After the conversion to Christianity, myths about Þόrr tended to include more comic and sometimes parodie elements; the purpose of the comedy was not to belittle or ridicule the god, but rather to reveal the limitations of divine power through his comic embarrassments and failures and, in McKinnell’s words again, to bid“a wry farewell to Þόrr as a god, an acceptance that he is, after all, no more than an enjoyable fiction” (1995, 180).12 Whether or not the composer of Þrymskviða was a Christian, it is certain that the compiler or compilers of the Codex Regius were. However, as I have argued elsewhere (1992) in connection with Snorri Sturluson’s prose mythological fictions in his Edda (also often narrated in a comic vein), though people no longer believed in the Norse gods as part of their religious faith in thirteenth-century Iceland, they continued to use myths about them as a vehicle for a whole range of social and intel lectual concerns. The gods and the conceptual world of Norse myth were part of the traditional culture of Iceland. It was not simply a matter of religious faith but of cultural recuperation that the old myths continued to have meaning in a Christian medieval context. In this sense, then, the comic treatment of Þόrr’s loss of his hammer and his subsequent recovery of it is likely to be part of a traditional approach to the subject of this myth, and not simply the independent invention of a thirteenth-century individual, as some scholars have surmised.13

In the late thirteenth-century form in which we have it, Þrymskviða uses comedy to explore some of thirteenth-century Iceland’s most profound social and intellectual concerns and some cultural anxieties surrounding them. These can be summarised as: interpersonal and hierarchical relationships between men (Þόrr and Þrymr) and their resolution through the control of women (Freyja); the nexus between social status and power of the group and the self-image of the individual; and the nature of male and female self-image and their definition. All these themes are familiar to readers of Old Icelandic saga literature. Þrymskviða’s plot tests the boundaries of these concepts and definitions, and it does so by means of comic exaggeration of character and situation. As Theodore Andersson has pointed out in a recent paper on Egils saga, caricature and overstatement are the hallmarks of Old Icelandic comedy. Þόrr’s situation in Þrymskviða is extreme; he loses his hammer while he is asleep, which deprives him literally of his abilty to control the giants and symbolically of his virility. The plot therefore requires him to be feminised symbolically but to remain very clearly a male. Hence the comedy springs from our perception of the gross and absurd discrepancy between the symbolic and the literal: Þόrr’s characteristically masculine traits are exaggeratedly portrayed at the same time as his situation is most dire. Although his discomfiture is meant to be taken seriously and to focus attention on what it is that makes him a man, the gods know and we know what the foolish giants do not: that Þόrr’s most dangerous moment, when he is ritually consecrated as the giant’s wife with Mjǫllnir itself, is to be his moment of reconstitution as a male being.
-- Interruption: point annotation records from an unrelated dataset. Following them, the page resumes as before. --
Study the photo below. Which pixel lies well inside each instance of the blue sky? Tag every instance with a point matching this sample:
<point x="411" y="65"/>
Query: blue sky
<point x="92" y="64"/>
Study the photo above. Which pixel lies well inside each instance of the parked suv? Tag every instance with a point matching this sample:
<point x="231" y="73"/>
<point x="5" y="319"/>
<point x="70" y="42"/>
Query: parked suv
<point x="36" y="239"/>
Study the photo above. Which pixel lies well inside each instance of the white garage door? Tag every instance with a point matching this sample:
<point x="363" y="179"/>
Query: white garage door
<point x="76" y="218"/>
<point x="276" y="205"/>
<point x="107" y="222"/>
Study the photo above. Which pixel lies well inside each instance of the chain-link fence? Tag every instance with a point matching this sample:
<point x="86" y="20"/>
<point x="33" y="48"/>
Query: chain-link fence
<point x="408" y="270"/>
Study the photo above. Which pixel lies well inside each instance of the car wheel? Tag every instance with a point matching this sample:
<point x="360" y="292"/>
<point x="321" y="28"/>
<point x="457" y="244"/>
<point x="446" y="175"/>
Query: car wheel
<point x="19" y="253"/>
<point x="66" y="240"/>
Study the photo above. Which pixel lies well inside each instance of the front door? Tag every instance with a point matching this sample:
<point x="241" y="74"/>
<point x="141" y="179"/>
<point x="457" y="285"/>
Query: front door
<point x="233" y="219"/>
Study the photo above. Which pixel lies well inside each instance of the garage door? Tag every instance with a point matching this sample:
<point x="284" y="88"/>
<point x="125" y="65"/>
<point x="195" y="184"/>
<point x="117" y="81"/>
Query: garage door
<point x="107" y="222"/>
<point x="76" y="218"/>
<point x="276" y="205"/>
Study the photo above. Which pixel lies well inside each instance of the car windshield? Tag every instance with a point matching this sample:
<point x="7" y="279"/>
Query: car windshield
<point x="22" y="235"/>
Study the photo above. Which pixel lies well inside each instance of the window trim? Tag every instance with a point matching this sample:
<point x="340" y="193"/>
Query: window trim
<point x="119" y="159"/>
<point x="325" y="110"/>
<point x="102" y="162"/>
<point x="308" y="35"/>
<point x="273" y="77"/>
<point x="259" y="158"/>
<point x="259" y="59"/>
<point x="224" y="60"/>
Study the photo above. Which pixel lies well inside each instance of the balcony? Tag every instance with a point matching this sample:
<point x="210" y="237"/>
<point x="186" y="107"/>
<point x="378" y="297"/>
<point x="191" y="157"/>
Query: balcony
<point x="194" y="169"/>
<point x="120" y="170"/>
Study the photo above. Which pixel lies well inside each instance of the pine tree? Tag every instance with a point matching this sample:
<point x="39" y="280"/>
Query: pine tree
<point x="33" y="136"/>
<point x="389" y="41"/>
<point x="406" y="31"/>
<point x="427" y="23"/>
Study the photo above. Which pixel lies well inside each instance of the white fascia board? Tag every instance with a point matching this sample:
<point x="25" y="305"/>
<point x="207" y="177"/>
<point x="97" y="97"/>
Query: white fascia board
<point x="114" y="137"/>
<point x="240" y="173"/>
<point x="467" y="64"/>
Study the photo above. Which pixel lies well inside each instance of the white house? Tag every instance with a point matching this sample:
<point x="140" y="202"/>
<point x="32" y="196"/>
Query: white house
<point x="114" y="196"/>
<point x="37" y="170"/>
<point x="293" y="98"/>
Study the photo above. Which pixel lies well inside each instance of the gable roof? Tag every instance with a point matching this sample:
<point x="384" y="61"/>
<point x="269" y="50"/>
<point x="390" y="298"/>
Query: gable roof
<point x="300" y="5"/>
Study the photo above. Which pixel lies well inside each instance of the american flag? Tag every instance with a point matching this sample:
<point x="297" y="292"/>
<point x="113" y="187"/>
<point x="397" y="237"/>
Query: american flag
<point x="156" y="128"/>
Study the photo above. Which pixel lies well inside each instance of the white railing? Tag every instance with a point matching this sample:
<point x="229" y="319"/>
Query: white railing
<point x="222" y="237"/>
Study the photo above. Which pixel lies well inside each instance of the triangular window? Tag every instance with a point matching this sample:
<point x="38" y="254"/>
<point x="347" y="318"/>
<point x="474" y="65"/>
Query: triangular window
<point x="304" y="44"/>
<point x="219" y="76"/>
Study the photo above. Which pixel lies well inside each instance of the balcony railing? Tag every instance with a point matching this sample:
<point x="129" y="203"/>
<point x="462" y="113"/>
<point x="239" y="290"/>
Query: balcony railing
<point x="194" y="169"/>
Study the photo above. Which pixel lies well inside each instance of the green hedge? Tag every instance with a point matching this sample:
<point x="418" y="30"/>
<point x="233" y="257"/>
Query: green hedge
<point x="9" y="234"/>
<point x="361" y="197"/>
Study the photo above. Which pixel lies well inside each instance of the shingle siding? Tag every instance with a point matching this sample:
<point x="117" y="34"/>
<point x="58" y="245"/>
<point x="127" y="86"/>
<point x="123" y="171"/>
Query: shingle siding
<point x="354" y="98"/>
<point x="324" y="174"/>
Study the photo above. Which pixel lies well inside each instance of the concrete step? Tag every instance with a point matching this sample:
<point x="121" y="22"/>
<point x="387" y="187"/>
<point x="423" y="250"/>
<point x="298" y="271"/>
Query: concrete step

Þrymskviða has a truly brilliant plot and incorporates a marvellous joke, but like all jokes it has its serious side. In reading a literary work of a past age, we need to bring to its understanding as much contextual information as we can glean from external sources that may help us to realise how individuals of its age of composition might have understood it. In this case, our understanding of Þrymskviða is assisted by contextual information about the myth type and structure of the poem; about the social world of Old Norse myth, as revealed by a general study of the mythic corpus; about Old Icelandic concepts of male and female behaviour, and of honour and shame. We also need to understand the symbolism of some of the characters’ attributes and behaviour patterns.

Þrymskviða is one of a number of Old Norse myths about Þόrr’s encounters with giant antagonists and it seems likely that they were very popular with medieval Scandinavian audiences, for they outnumber most other myth-types in the corpus; they also inspired pictorial representations in many parts of the Viking world. Many of these myths assumed poetic form, and there are both eddic and skaldic examples. Snorri Sturluson gives prose versions of most of these myths in his Edda of c.1225, and in a few cases, such as the myth of Þόrr’s journey to the territory of Útgarða-Loki, he narrates myths that we do not know in poetic form. Oddly enough, Snorri makes no reference to the central myth of Þrymskviða. Nevertheless, its content and structure follow established patterns.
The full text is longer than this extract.